On Thursday, July 30, the USPTO released new guidelines in the controversial area of subject matter eligibility, importantly reminding Examiners they are limited to only those categories of subject-matter eligibility that have been previously defined by the Court of Appeals for the Federal Circuit (CAFC). The USPTO’s guidelines serve to help Examiners define “abstract ideas,” as the courts have declined to provide the definition, and this is a controversial, changing area for patent law. The guidelines are published on the USPTO’s website here.

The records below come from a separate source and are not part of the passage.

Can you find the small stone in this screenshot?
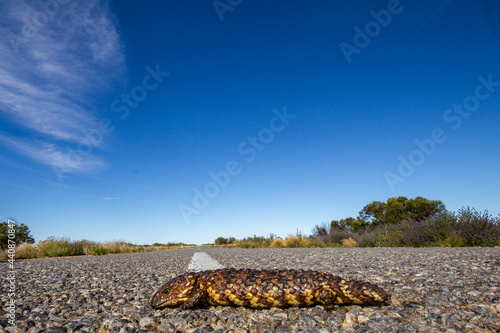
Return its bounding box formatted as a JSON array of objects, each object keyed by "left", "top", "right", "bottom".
[
  {"left": 138, "top": 317, "right": 156, "bottom": 328},
  {"left": 157, "top": 322, "right": 174, "bottom": 331},
  {"left": 6, "top": 327, "right": 25, "bottom": 333},
  {"left": 275, "top": 327, "right": 292, "bottom": 333},
  {"left": 472, "top": 305, "right": 487, "bottom": 314},
  {"left": 467, "top": 289, "right": 481, "bottom": 297},
  {"left": 342, "top": 312, "right": 356, "bottom": 328},
  {"left": 326, "top": 316, "right": 341, "bottom": 330},
  {"left": 228, "top": 314, "right": 246, "bottom": 328},
  {"left": 46, "top": 328, "right": 67, "bottom": 333},
  {"left": 233, "top": 328, "right": 249, "bottom": 333},
  {"left": 119, "top": 327, "right": 134, "bottom": 333}
]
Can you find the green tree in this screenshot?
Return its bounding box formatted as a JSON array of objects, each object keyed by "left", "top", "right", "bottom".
[
  {"left": 0, "top": 221, "right": 35, "bottom": 250},
  {"left": 359, "top": 196, "right": 445, "bottom": 226},
  {"left": 331, "top": 217, "right": 368, "bottom": 232},
  {"left": 214, "top": 237, "right": 228, "bottom": 245}
]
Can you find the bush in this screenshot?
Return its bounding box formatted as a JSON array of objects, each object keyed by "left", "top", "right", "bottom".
[
  {"left": 365, "top": 208, "right": 500, "bottom": 247},
  {"left": 327, "top": 227, "right": 354, "bottom": 245},
  {"left": 376, "top": 223, "right": 404, "bottom": 247},
  {"left": 379, "top": 213, "right": 456, "bottom": 247},
  {"left": 397, "top": 219, "right": 437, "bottom": 247},
  {"left": 341, "top": 237, "right": 357, "bottom": 247},
  {"left": 237, "top": 235, "right": 271, "bottom": 248},
  {"left": 455, "top": 207, "right": 500, "bottom": 247},
  {"left": 270, "top": 238, "right": 285, "bottom": 248},
  {"left": 306, "top": 238, "right": 327, "bottom": 248},
  {"left": 284, "top": 235, "right": 301, "bottom": 248},
  {"left": 357, "top": 229, "right": 380, "bottom": 247},
  {"left": 437, "top": 230, "right": 466, "bottom": 247},
  {"left": 215, "top": 237, "right": 228, "bottom": 245}
]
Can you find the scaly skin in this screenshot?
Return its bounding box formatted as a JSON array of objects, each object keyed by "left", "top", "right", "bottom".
[{"left": 151, "top": 268, "right": 390, "bottom": 310}]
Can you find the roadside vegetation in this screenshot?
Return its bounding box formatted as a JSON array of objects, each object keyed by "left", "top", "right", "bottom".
[
  {"left": 2, "top": 197, "right": 499, "bottom": 260},
  {"left": 210, "top": 197, "right": 500, "bottom": 248},
  {"left": 0, "top": 224, "right": 194, "bottom": 260}
]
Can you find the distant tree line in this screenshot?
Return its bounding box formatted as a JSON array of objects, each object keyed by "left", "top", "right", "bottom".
[
  {"left": 313, "top": 196, "right": 445, "bottom": 236},
  {"left": 211, "top": 196, "right": 482, "bottom": 248},
  {"left": 214, "top": 237, "right": 237, "bottom": 246},
  {"left": 151, "top": 242, "right": 194, "bottom": 247}
]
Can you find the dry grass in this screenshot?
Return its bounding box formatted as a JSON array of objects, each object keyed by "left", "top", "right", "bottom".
[
  {"left": 38, "top": 238, "right": 83, "bottom": 257},
  {"left": 12, "top": 243, "right": 40, "bottom": 259},
  {"left": 103, "top": 241, "right": 136, "bottom": 254},
  {"left": 0, "top": 238, "right": 194, "bottom": 261}
]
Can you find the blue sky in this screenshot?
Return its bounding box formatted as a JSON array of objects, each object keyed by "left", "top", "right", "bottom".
[{"left": 1, "top": 0, "right": 499, "bottom": 245}]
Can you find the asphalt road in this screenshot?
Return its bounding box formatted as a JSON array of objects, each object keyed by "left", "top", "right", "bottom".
[{"left": 1, "top": 247, "right": 499, "bottom": 332}]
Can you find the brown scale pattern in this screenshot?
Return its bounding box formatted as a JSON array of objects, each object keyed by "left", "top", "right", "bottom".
[{"left": 151, "top": 268, "right": 390, "bottom": 310}]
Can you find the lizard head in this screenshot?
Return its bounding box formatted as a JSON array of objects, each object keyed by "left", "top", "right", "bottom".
[{"left": 151, "top": 272, "right": 199, "bottom": 309}]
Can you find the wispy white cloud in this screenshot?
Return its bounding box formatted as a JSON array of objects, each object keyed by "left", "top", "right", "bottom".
[
  {"left": 103, "top": 197, "right": 121, "bottom": 201},
  {"left": 0, "top": 0, "right": 126, "bottom": 175},
  {"left": 0, "top": 133, "right": 107, "bottom": 174}
]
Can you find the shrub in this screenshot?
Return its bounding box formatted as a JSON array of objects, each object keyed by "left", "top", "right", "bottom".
[
  {"left": 306, "top": 237, "right": 327, "bottom": 248},
  {"left": 341, "top": 237, "right": 357, "bottom": 247},
  {"left": 284, "top": 235, "right": 301, "bottom": 248},
  {"left": 376, "top": 223, "right": 404, "bottom": 247},
  {"left": 237, "top": 235, "right": 271, "bottom": 248},
  {"left": 426, "top": 213, "right": 458, "bottom": 244},
  {"left": 455, "top": 207, "right": 500, "bottom": 247},
  {"left": 328, "top": 227, "right": 354, "bottom": 245},
  {"left": 437, "top": 230, "right": 466, "bottom": 247},
  {"left": 295, "top": 236, "right": 321, "bottom": 248},
  {"left": 215, "top": 237, "right": 228, "bottom": 246},
  {"left": 357, "top": 229, "right": 379, "bottom": 247},
  {"left": 270, "top": 238, "right": 285, "bottom": 248},
  {"left": 397, "top": 219, "right": 436, "bottom": 247},
  {"left": 383, "top": 212, "right": 456, "bottom": 247}
]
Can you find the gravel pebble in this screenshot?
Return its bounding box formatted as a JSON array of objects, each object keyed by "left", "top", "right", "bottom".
[{"left": 1, "top": 247, "right": 499, "bottom": 332}]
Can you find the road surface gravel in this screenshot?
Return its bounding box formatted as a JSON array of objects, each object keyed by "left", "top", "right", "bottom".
[{"left": 1, "top": 247, "right": 499, "bottom": 332}]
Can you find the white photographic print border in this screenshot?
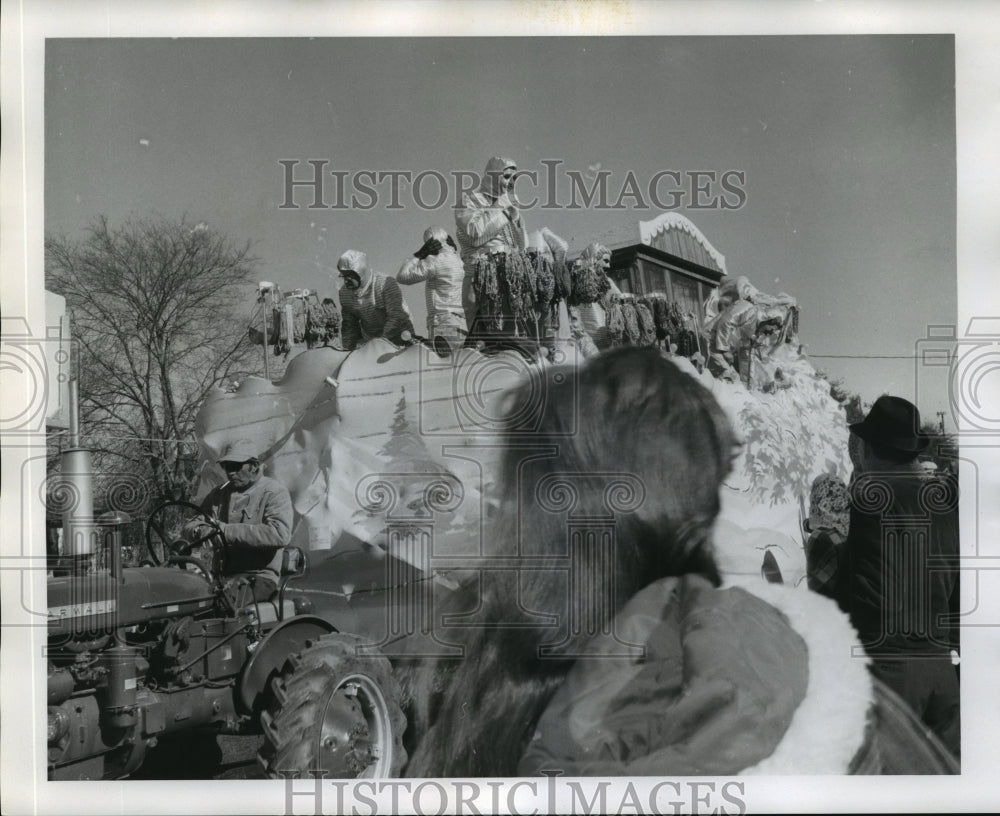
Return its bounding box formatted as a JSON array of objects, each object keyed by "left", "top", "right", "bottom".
[{"left": 3, "top": 0, "right": 999, "bottom": 813}]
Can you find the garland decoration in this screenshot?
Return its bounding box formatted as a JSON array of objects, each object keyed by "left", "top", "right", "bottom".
[
  {"left": 650, "top": 296, "right": 671, "bottom": 340},
  {"left": 665, "top": 301, "right": 686, "bottom": 339},
  {"left": 472, "top": 253, "right": 504, "bottom": 332},
  {"left": 527, "top": 250, "right": 557, "bottom": 310},
  {"left": 606, "top": 294, "right": 625, "bottom": 346},
  {"left": 571, "top": 258, "right": 611, "bottom": 304},
  {"left": 305, "top": 300, "right": 341, "bottom": 347},
  {"left": 634, "top": 300, "right": 658, "bottom": 346},
  {"left": 553, "top": 257, "right": 573, "bottom": 303},
  {"left": 621, "top": 299, "right": 641, "bottom": 345},
  {"left": 502, "top": 250, "right": 539, "bottom": 331}
]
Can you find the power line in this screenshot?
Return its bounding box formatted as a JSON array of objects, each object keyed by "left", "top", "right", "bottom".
[
  {"left": 51, "top": 430, "right": 198, "bottom": 445},
  {"left": 809, "top": 354, "right": 929, "bottom": 359}
]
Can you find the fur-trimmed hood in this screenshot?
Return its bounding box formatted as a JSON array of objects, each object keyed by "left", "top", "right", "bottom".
[{"left": 518, "top": 574, "right": 874, "bottom": 775}]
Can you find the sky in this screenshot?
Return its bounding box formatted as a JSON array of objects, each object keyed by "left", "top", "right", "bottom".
[{"left": 43, "top": 33, "right": 957, "bottom": 418}]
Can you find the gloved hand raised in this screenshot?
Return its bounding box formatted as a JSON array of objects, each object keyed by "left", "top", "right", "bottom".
[{"left": 415, "top": 237, "right": 443, "bottom": 259}]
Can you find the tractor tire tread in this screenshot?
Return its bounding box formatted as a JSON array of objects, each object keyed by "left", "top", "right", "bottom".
[{"left": 257, "top": 633, "right": 406, "bottom": 778}]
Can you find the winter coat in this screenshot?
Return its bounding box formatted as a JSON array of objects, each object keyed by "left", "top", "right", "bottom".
[
  {"left": 198, "top": 475, "right": 293, "bottom": 574},
  {"left": 839, "top": 471, "right": 959, "bottom": 655},
  {"left": 518, "top": 574, "right": 958, "bottom": 775},
  {"left": 339, "top": 267, "right": 416, "bottom": 351},
  {"left": 397, "top": 247, "right": 468, "bottom": 337}
]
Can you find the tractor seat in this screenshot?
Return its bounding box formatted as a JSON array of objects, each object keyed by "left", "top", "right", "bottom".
[{"left": 223, "top": 546, "right": 305, "bottom": 625}]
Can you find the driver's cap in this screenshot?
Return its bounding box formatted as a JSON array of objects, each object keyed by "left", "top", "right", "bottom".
[{"left": 217, "top": 438, "right": 260, "bottom": 465}]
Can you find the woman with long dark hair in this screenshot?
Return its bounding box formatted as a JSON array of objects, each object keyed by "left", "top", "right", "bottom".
[{"left": 404, "top": 346, "right": 958, "bottom": 777}]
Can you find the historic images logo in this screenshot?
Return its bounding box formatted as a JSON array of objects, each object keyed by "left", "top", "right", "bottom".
[{"left": 278, "top": 160, "right": 747, "bottom": 212}]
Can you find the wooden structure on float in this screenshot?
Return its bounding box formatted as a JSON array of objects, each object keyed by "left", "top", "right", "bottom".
[{"left": 570, "top": 212, "right": 728, "bottom": 356}]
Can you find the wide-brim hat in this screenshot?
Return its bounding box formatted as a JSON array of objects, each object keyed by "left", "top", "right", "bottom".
[
  {"left": 849, "top": 395, "right": 929, "bottom": 454},
  {"left": 217, "top": 438, "right": 260, "bottom": 464}
]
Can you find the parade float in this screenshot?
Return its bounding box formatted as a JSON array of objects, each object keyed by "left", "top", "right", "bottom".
[{"left": 192, "top": 212, "right": 853, "bottom": 590}]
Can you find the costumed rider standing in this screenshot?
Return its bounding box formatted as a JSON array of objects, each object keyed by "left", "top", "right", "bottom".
[
  {"left": 183, "top": 439, "right": 294, "bottom": 604},
  {"left": 567, "top": 241, "right": 622, "bottom": 356},
  {"left": 397, "top": 226, "right": 468, "bottom": 356},
  {"left": 337, "top": 249, "right": 415, "bottom": 351},
  {"left": 455, "top": 155, "right": 537, "bottom": 353}
]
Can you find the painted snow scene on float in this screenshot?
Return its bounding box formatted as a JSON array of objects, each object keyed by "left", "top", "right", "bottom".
[{"left": 192, "top": 213, "right": 851, "bottom": 591}]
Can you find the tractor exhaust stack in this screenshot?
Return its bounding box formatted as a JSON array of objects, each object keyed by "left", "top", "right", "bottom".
[{"left": 61, "top": 379, "right": 98, "bottom": 558}]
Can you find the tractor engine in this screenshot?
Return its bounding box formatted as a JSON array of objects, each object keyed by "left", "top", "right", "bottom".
[{"left": 47, "top": 563, "right": 252, "bottom": 780}]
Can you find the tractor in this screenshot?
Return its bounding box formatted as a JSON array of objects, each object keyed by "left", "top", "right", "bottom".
[
  {"left": 45, "top": 495, "right": 442, "bottom": 780},
  {"left": 45, "top": 337, "right": 532, "bottom": 783}
]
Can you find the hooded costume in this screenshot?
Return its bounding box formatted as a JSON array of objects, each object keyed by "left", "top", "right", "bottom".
[
  {"left": 568, "top": 242, "right": 621, "bottom": 352},
  {"left": 337, "top": 250, "right": 415, "bottom": 350},
  {"left": 455, "top": 156, "right": 528, "bottom": 267},
  {"left": 397, "top": 227, "right": 468, "bottom": 344},
  {"left": 518, "top": 574, "right": 958, "bottom": 775},
  {"left": 453, "top": 157, "right": 537, "bottom": 348}
]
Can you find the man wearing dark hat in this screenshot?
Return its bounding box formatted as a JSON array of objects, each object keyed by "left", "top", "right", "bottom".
[
  {"left": 183, "top": 438, "right": 294, "bottom": 601},
  {"left": 838, "top": 395, "right": 960, "bottom": 759}
]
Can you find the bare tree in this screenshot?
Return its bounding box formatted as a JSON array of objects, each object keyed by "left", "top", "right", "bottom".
[{"left": 46, "top": 215, "right": 260, "bottom": 502}]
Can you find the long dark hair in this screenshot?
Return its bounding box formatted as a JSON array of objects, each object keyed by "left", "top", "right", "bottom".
[{"left": 404, "top": 346, "right": 736, "bottom": 777}]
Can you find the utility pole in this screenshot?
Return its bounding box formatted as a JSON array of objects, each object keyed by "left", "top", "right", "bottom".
[
  {"left": 936, "top": 411, "right": 946, "bottom": 435},
  {"left": 258, "top": 282, "right": 273, "bottom": 381}
]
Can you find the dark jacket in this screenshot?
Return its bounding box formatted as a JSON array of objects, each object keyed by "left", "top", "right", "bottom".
[{"left": 838, "top": 471, "right": 959, "bottom": 655}]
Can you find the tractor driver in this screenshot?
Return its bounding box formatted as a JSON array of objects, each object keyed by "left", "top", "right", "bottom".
[{"left": 183, "top": 439, "right": 294, "bottom": 603}]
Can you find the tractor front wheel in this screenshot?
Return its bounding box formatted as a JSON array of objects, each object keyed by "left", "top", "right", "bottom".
[{"left": 257, "top": 633, "right": 406, "bottom": 779}]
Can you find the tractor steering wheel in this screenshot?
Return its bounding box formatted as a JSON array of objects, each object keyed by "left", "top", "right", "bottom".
[{"left": 145, "top": 500, "right": 225, "bottom": 576}]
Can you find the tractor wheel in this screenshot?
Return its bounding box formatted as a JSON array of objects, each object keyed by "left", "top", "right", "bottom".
[{"left": 257, "top": 633, "right": 406, "bottom": 779}]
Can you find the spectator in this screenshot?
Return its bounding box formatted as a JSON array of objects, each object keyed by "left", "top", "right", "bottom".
[
  {"left": 803, "top": 473, "right": 851, "bottom": 599},
  {"left": 336, "top": 249, "right": 415, "bottom": 351},
  {"left": 838, "top": 395, "right": 961, "bottom": 758}
]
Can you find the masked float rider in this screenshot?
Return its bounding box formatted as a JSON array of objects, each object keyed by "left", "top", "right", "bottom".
[
  {"left": 182, "top": 439, "right": 294, "bottom": 604},
  {"left": 568, "top": 241, "right": 622, "bottom": 354},
  {"left": 397, "top": 226, "right": 468, "bottom": 356},
  {"left": 337, "top": 249, "right": 416, "bottom": 351},
  {"left": 455, "top": 156, "right": 532, "bottom": 348}
]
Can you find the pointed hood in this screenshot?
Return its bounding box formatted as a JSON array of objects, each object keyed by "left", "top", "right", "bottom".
[
  {"left": 337, "top": 249, "right": 374, "bottom": 295},
  {"left": 422, "top": 225, "right": 450, "bottom": 244},
  {"left": 480, "top": 156, "right": 517, "bottom": 197}
]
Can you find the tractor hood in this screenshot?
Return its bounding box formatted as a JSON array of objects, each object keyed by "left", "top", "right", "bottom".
[{"left": 48, "top": 567, "right": 214, "bottom": 638}]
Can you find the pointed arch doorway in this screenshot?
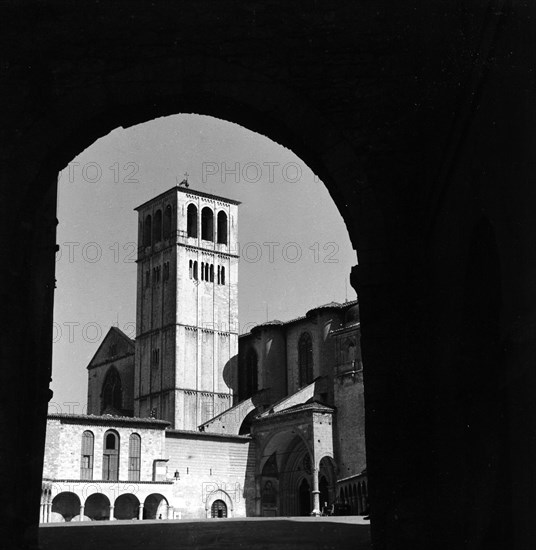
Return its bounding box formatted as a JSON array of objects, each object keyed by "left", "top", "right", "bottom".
[{"left": 298, "top": 478, "right": 311, "bottom": 517}]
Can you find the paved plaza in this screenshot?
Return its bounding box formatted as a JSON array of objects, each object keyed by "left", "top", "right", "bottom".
[{"left": 40, "top": 516, "right": 371, "bottom": 550}]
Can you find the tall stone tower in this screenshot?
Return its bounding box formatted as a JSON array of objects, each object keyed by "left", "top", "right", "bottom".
[{"left": 134, "top": 184, "right": 240, "bottom": 429}]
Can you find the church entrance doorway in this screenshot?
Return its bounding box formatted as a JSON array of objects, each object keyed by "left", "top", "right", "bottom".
[
  {"left": 211, "top": 500, "right": 228, "bottom": 518},
  {"left": 298, "top": 478, "right": 311, "bottom": 516}
]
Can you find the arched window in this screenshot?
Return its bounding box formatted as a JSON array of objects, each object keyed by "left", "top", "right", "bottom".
[
  {"left": 128, "top": 433, "right": 141, "bottom": 481},
  {"left": 80, "top": 431, "right": 94, "bottom": 480},
  {"left": 143, "top": 214, "right": 152, "bottom": 247},
  {"left": 189, "top": 259, "right": 193, "bottom": 279},
  {"left": 153, "top": 209, "right": 162, "bottom": 243},
  {"left": 201, "top": 207, "right": 214, "bottom": 241},
  {"left": 220, "top": 266, "right": 225, "bottom": 285},
  {"left": 217, "top": 211, "right": 228, "bottom": 244},
  {"left": 163, "top": 204, "right": 172, "bottom": 238},
  {"left": 210, "top": 264, "right": 214, "bottom": 282},
  {"left": 201, "top": 261, "right": 205, "bottom": 281},
  {"left": 211, "top": 499, "right": 227, "bottom": 518},
  {"left": 102, "top": 430, "right": 119, "bottom": 481},
  {"left": 101, "top": 367, "right": 122, "bottom": 414},
  {"left": 187, "top": 204, "right": 198, "bottom": 238},
  {"left": 298, "top": 332, "right": 314, "bottom": 386},
  {"left": 193, "top": 261, "right": 198, "bottom": 280},
  {"left": 204, "top": 262, "right": 209, "bottom": 281},
  {"left": 246, "top": 348, "right": 258, "bottom": 397}
]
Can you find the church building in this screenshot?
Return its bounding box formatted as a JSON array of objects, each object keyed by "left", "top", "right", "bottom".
[{"left": 41, "top": 185, "right": 367, "bottom": 522}]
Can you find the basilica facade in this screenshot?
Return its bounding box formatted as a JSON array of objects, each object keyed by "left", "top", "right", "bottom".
[{"left": 41, "top": 186, "right": 367, "bottom": 522}]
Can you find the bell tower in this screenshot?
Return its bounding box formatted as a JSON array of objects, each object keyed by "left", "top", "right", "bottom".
[{"left": 134, "top": 183, "right": 240, "bottom": 429}]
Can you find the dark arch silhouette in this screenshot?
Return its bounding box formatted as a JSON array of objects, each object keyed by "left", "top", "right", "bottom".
[
  {"left": 298, "top": 478, "right": 311, "bottom": 516},
  {"left": 85, "top": 493, "right": 111, "bottom": 521},
  {"left": 11, "top": 38, "right": 379, "bottom": 550},
  {"left": 143, "top": 493, "right": 168, "bottom": 520},
  {"left": 51, "top": 492, "right": 80, "bottom": 522},
  {"left": 201, "top": 207, "right": 214, "bottom": 241},
  {"left": 217, "top": 210, "right": 228, "bottom": 244},
  {"left": 187, "top": 203, "right": 197, "bottom": 238},
  {"left": 101, "top": 367, "right": 122, "bottom": 414},
  {"left": 114, "top": 493, "right": 140, "bottom": 520}
]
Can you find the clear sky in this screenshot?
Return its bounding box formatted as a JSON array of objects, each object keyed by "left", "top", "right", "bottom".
[{"left": 51, "top": 114, "right": 357, "bottom": 414}]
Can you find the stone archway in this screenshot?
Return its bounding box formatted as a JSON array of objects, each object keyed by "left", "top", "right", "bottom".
[
  {"left": 51, "top": 492, "right": 80, "bottom": 523},
  {"left": 114, "top": 494, "right": 140, "bottom": 520},
  {"left": 85, "top": 493, "right": 111, "bottom": 521},
  {"left": 205, "top": 490, "right": 234, "bottom": 519},
  {"left": 143, "top": 494, "right": 168, "bottom": 520},
  {"left": 20, "top": 65, "right": 367, "bottom": 541}
]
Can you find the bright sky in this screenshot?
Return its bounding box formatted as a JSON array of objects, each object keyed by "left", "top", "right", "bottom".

In the wake of the CAFC’s decisions in Alice Corp v. CLS Bank and Mayo v. Prometheus, courts have failed to define “abstract ideas,” and the USPTO has struggled in interpreting it across the board. As a result, some critics have loudly sounded the alarm that virtually nothing is patentable anymore. The most recent guidance indicates that the USPTO is trying to respond to these critics. Indeed, the USPTO euphemistically refers to “pathways to eligibility” throughout the guidance document.
The guidance importantly instructs Examiners to only find abstract ideas where courts have previously found them. Examiners should not identify a claimed concept as an abstract idea “unless it is similar to at least one concept that the courts have identified as an abstract idea.” While this language may provide some comfort to those concerned that Examiners will find abstract ideas everywhere, it remains to be seen how creative Examiners will be in determining what is “similar” to concepts the courts have identified. Perhaps with this in mind, the guidance goes on to define the four concepts that the courts have identified as abstract ideas: (1) fundamental economic practices, (2) certain methods of organizing human activity, (3) an idea of itself, and (4) mathematical relationships/formulas. The guidance also provides specific examples and judicial language in support for each of the four identified concepts.
An additional concern that patent applicants have had is that because subject matter eligibility is purely a question of law, Examiners do not need to offer any proof to meet a prima facie case of subject matter ineligibility. Unfortunately, the guidance does little to relieve these concerns. Rather, the guidance emphasizes that as a question of law, no evidence is required. Thus, Examiners may meet their burden by simply explaining why the claims are unpatentable (though they must do so “clearly and specifically”). This guidance leaves little teeth in an argument that the Examiner has not met their prima facie burden, and applicants will have to rely on more specific arguments to fight the rejections. However, applicants may be able to move their application forward by forcing the Examiner to identify the specific concept that is abstract, and also the claim elements that “do not amount to significantly more.”
Going forward with patent applications, companies and inventors need to keep in mind that this area of the law is continuing to develop and may see substantial changes over the next few years. It will be best practice to steer clear of any potential subject matter eligibility issues by drafting claims to specifically avoid the four concepts defined by the courts and described in the USPTO’s guidance. If you are currently prosecuting a patent application, the latest guidance may help you to argue against an Examiner, particularly if the Examiner does not clearly state how your invention fits into one of the defined categories.